Mardi Gras Day 2024.
Mardi Gras Day 1872.
Both share the date of February 13.
That date resonates in the New Orleans Carnival’s history because it was on Mardi Gras 1872 that Carnival got its King. He would be known as Rex.
Due to its French heritage, there had been various Carnival celebrations in the city’s past—an occasional parade, ball or miscellaneous bash, but nothing that was lasting until 1857 when a god named Comus would create the templet for all that would follow.
Fifteen years later the self-coronated Rex claimed primacy over the Carnival season. His parade was the ultimate big event of the time. Rather than waiting to illuminate the dark of Mardi Gras evening, Rex’s march was a daytime procession that would give momentum for declaring Mardi Gras to be legal holiday.
On the day of Rex’s debut there happened to be a gathering of notables in town, mostly by coincidence.
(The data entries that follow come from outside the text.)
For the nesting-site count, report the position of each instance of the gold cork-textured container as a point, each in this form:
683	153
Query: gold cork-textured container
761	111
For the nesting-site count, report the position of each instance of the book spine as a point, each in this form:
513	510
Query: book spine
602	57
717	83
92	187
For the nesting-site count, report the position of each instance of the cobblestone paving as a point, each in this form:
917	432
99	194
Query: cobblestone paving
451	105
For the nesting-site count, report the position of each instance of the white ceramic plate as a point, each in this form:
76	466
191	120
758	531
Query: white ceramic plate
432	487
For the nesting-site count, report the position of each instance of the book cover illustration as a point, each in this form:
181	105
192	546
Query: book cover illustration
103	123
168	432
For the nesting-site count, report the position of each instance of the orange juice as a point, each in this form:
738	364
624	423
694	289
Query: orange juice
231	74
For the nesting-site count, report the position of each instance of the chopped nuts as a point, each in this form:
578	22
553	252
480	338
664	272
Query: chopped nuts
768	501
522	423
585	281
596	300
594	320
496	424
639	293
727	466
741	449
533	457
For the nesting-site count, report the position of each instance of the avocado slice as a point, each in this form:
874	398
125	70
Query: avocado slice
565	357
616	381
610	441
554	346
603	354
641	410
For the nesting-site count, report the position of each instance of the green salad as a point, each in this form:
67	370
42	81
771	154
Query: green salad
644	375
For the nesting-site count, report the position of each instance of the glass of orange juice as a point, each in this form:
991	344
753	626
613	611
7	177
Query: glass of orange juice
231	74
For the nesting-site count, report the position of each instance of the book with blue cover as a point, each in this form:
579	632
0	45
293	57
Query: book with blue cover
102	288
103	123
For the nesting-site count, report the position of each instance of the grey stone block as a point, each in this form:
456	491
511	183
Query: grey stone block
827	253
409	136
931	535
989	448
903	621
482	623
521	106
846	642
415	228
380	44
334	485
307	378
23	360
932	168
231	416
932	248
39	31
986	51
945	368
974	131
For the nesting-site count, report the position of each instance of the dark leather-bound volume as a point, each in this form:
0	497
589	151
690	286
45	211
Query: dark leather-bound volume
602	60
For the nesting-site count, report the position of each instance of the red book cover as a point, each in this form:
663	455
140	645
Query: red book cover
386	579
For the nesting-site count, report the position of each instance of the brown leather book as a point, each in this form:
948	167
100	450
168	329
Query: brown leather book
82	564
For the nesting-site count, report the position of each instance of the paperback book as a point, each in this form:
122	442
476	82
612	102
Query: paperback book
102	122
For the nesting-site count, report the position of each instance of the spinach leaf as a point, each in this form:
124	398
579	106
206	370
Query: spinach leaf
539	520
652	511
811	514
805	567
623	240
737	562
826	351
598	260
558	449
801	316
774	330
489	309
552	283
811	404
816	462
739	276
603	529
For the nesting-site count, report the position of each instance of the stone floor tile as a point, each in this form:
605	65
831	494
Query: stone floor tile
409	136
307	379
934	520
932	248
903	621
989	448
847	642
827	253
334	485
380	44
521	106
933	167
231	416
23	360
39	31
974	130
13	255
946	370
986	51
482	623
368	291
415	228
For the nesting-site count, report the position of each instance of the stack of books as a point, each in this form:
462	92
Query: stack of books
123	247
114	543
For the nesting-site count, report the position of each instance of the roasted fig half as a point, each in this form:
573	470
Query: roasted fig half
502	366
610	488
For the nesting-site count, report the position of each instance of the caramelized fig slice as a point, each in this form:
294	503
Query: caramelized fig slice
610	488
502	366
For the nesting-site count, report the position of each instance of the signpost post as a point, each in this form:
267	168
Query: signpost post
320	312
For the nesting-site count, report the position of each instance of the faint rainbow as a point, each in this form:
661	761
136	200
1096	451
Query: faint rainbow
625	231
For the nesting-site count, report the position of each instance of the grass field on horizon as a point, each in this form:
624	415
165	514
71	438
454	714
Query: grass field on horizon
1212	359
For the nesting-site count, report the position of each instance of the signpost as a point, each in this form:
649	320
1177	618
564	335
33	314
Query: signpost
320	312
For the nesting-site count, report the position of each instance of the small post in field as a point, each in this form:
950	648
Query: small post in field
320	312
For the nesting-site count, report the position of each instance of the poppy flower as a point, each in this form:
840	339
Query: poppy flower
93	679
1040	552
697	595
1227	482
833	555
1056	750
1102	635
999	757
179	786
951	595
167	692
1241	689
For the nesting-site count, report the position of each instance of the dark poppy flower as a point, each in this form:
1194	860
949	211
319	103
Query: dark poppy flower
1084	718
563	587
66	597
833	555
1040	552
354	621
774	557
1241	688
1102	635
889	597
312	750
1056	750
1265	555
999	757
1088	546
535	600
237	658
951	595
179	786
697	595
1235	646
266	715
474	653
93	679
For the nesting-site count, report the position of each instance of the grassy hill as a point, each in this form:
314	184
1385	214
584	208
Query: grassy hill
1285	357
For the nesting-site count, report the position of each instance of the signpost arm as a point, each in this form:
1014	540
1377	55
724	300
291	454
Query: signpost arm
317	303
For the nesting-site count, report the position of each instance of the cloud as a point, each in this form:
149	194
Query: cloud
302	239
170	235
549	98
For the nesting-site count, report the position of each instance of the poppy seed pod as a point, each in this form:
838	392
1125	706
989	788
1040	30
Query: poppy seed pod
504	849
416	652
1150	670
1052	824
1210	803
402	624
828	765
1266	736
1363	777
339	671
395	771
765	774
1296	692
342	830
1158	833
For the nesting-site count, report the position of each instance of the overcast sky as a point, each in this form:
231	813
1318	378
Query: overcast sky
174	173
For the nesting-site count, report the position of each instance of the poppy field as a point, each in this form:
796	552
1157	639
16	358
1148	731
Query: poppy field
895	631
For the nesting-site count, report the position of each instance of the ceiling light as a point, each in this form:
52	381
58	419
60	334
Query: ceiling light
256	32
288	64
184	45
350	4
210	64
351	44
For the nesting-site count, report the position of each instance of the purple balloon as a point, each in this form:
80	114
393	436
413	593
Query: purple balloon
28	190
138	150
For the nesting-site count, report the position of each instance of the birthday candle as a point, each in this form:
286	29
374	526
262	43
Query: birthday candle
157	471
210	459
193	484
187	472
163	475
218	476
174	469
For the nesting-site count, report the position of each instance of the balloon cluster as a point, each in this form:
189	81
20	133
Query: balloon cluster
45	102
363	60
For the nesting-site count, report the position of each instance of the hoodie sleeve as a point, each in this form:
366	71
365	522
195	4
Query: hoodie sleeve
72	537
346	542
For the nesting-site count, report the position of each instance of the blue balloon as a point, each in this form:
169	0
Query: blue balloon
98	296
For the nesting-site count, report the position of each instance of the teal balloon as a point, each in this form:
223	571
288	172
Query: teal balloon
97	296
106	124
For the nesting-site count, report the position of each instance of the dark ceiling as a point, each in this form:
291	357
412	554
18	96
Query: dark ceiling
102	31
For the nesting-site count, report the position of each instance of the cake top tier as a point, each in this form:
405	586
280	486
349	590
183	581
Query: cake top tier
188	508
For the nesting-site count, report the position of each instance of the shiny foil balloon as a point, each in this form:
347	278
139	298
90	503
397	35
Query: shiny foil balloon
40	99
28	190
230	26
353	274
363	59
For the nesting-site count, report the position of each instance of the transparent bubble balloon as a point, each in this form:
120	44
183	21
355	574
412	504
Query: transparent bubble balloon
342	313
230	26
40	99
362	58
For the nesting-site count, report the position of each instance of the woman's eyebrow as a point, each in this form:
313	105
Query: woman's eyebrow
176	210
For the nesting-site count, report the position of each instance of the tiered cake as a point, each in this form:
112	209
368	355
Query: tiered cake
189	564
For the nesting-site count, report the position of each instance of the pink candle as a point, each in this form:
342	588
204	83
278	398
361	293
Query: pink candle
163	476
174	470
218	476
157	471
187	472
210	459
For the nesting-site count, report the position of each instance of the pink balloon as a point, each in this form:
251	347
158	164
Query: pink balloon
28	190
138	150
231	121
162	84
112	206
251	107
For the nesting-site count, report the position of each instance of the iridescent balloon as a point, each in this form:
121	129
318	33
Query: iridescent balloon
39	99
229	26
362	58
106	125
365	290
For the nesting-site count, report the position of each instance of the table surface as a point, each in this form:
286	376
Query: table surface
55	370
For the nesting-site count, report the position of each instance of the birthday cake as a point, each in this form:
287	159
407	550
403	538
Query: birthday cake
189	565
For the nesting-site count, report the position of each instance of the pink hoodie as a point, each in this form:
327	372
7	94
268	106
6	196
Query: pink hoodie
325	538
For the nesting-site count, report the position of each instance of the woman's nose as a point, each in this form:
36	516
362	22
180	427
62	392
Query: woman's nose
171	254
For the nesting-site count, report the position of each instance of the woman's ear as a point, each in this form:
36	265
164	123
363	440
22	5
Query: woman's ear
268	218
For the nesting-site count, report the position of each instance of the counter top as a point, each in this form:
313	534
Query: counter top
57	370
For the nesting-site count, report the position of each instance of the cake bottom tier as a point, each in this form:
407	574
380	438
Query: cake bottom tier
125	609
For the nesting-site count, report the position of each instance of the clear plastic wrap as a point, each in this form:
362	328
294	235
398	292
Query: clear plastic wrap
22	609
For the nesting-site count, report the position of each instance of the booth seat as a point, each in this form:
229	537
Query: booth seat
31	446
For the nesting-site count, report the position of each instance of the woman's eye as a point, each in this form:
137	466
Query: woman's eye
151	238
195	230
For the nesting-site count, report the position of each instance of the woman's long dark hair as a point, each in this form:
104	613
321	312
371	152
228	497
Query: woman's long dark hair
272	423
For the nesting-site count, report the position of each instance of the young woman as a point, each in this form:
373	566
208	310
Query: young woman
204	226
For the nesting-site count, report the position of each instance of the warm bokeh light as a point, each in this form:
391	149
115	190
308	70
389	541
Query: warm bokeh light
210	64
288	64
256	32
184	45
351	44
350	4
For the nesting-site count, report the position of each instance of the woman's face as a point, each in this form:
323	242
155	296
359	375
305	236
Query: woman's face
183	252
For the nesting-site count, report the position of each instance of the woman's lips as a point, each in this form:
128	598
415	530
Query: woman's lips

Prominent among the visitors was the Russian Grand Duke Alexis Romanoff who was touring the country. Russia and the United States were friends then, as evidenced by the former having sold its Alaskan territory to the latter in 1867. Alexis was literally treated royally in the United States. He wanted to learn more about the country and was especially interested in visiting the American West where an organized buffalo hunt was on his agenda. His stop in New Orleans was during the last part of his trip as his entourage moved back east.
Also in town that day was Lydia Thompson, a well-known British musical comedy performer who had been on stage in New Orleans several times before. Coincidently, Lydia and the Grand Duke had already met as the path of the two had funneled through St. Louis on their way downriver to New Orleans. Supposedly Alexis had sent Lydia a bracelet, an act that immediately fueled rumors of a romance. Overlooked was that the Grand Duke was 22 and Lydia, at 36, was an older woman. Apparently rumors of romance sprung easily when Grand Dukes were in a town.
Lydia would unintentionally have an impact on the fledgling Carnival, and it was huge. While here, she performed a show entitled “Bluebeard.” A song from the show called “If Ever I Ceased to Love” was already known in New Orleans. With words modified to fit the occasion, the song was declared to be the official anthem of Carnival. Among the new hybrid lyrics were, “May the Grand Duke Alexis ride a buffalo through Texas—if ever I cease to love.”
A sign that Alexis’ and Lydia’s romance was on the rocks, if indeed it ever existed, was that she had sent him an invitation to see her show while they were both in town, but he never attended, opting instead to attend a fancy dinner at the new Jockey Club. (The year not only marked the arrival of Rex, but the opening of the Fairgrounds racetrack.)
Lotta Crabtree, a famous actress and comedienne based in California, was also performing locally. At age 25 she was well known having first earned acclaim, and wealth, as a child star. Having a Grand Duke and an attractive theater star in town at the same time would inevitably trigger more romance rumors. (With this combination of European royalty and a California actress, perhaps they could have been the Prince Harry and Meghan Markle of their day. Fortunately, for the dignity of history, it never happened.)
Alexis watched the Rex parade from the reviewing stand in front of Gallier Hall. Because he had experienced hunting out west, he might have been impressed by seeing Dan Rice, easily the biggest of all the celebrities in town, riding in the parade. Rice was known for his travelling circus in which he performed as a singer, clown and equestrian. His show included horses and many of those were used for the parade. Rice had a prominent goatee. It is alleged that Thomas Nast, the cartoonist, used his friend Rice as the model for what is the country’s most famous caricature. Drawn with a red, white and blue top hat Dan Rice became the image of the goateed Uncle Sam.
If you are keeping count, among the celebrities in New Orleans February 13, 1872 were Alexis, Lydia Thompson, Lotta Crabtree, and Dan Rice (aka Uncle Sam). Plus, one more, the army officer who accompanied Alexis during his buffalo hunt, Lt. Colonel George Armstrong Custer. Having been a Civil War hero, he had earned some familiarity. Four years later he would achieve historic immortality because of his mortality at a place called Little Bighorn.
As far as we know, the paths of Lydia and Alexis never crossed again.
Lydia spent most of her career in Europe and died in London on November 17, 1908. We wonder if she knew that Alexis had died in Paris three days earlier, November 14, 1908.
Both, among others, had witnessed, on that Feb. 13th, the grand entry of a king named “Rex.” And on each Mardi Gras of the future his name would be the most heralded of all.